I close my eyes for a second, letting the data points click into an internal map.
“So this ghost stepped into a dead man’s life,” I say. “He’s using the name as a skeleton key for access.”
“Probs,” she replies. “Adena would have known. Identity construction is her jam.”
I don’t answer. I don’t answer right away. I’m standing in a shed protecting a woman inside a borrowed cabin, and a threat that just graduated from theoretical to operational.
“Identity theft doesn’t grant you a specialized skill set,” I say flatly.
“Agreed,” Delilah agrees, her tone losing its usual bounce. “He didn’t learn how to vanish his digital footprint from a YouTube tutorial.”
I pull the choke and thumb the starter. The engine coughs, a violent metallic hack that echoes off the mountain, then settles into a low, thrumming growl. It smooths out as the internals warm, a mechanical heartbeat in the middle of the wasteland.

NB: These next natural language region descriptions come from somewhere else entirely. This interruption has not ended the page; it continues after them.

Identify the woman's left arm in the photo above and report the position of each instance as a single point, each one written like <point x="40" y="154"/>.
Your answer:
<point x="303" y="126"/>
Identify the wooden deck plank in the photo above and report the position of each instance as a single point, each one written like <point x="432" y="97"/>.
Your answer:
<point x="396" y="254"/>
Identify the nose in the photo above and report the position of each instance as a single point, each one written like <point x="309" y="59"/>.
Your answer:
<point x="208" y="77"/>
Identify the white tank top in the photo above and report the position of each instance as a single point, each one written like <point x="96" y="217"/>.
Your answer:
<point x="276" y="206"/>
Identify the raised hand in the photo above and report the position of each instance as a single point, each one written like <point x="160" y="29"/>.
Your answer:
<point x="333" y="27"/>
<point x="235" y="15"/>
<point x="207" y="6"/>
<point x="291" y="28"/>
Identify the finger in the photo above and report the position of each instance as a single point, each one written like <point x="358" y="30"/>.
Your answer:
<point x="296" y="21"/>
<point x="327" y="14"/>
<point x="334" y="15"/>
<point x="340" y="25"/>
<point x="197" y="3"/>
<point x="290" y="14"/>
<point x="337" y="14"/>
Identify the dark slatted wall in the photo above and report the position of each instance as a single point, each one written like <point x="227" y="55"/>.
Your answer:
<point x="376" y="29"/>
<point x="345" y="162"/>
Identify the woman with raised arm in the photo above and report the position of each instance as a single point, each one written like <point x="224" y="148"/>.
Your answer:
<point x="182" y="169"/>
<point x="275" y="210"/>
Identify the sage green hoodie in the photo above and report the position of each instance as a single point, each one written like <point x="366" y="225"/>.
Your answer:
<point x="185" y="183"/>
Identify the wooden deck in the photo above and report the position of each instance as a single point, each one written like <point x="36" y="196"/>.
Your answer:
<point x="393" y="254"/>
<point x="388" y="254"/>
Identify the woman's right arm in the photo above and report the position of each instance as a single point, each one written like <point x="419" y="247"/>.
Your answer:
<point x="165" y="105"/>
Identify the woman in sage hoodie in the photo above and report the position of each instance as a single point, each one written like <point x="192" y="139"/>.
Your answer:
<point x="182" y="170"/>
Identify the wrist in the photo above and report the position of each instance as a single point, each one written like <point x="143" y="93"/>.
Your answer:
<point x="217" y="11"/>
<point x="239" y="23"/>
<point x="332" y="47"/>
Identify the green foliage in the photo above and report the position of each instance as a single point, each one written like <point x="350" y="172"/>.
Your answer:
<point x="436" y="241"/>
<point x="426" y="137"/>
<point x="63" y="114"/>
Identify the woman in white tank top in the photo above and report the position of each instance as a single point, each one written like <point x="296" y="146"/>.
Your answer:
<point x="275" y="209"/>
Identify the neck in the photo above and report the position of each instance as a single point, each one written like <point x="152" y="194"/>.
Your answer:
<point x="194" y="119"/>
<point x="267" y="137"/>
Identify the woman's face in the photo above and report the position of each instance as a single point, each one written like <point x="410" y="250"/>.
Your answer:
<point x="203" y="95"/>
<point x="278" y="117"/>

I watch the needles on the gauges until they reach a full count of ten. Voltage holds steady. No sputter. No surge.
“I want your full focus on this,” I tell her.
“Roger that,” she says. “I’ll find him. You just look after Dr. Barbie.”
“Delilah.” My voice is a warning.
“Sorry,” she exhales. “Dr. Morrison. Is she... how is she holding up?”
I don't soften it. “She’s terrified.”
The silence on the other end tells me everything. Delilah knows that terror is a variable I can’t always control. “Tell her I won’t rest until I track him down,” she pauses, her voice softening. “Tell her we won't rest. She’s basically an honorary member of the team now.”
“I’ll tell her.”
I kill the connection. The generator idles behind me, a steady, vibrating presence throwing a pathetic amount of heat into the biting air.
Honorary team member.
It’s a nice sentiment.
I pray it isn’t tested under field conditions.
Ava
I’ve located the tea and have the water boiling when Silas returns, carrying more than just the groceries. Slung over his shoulder is a heavy canvas duffel that clinks with a distinct, rhythmic metallic sound as he sets it down—steel on steel.
He kicks the door shut with the heel of his boot, sealing out the wind. "It’s getting heavier out there. If the road closes, that limits who can get in."
I cross my arms, watching the snow begin to coat the glass. "Yes, but it also means we can’t get out."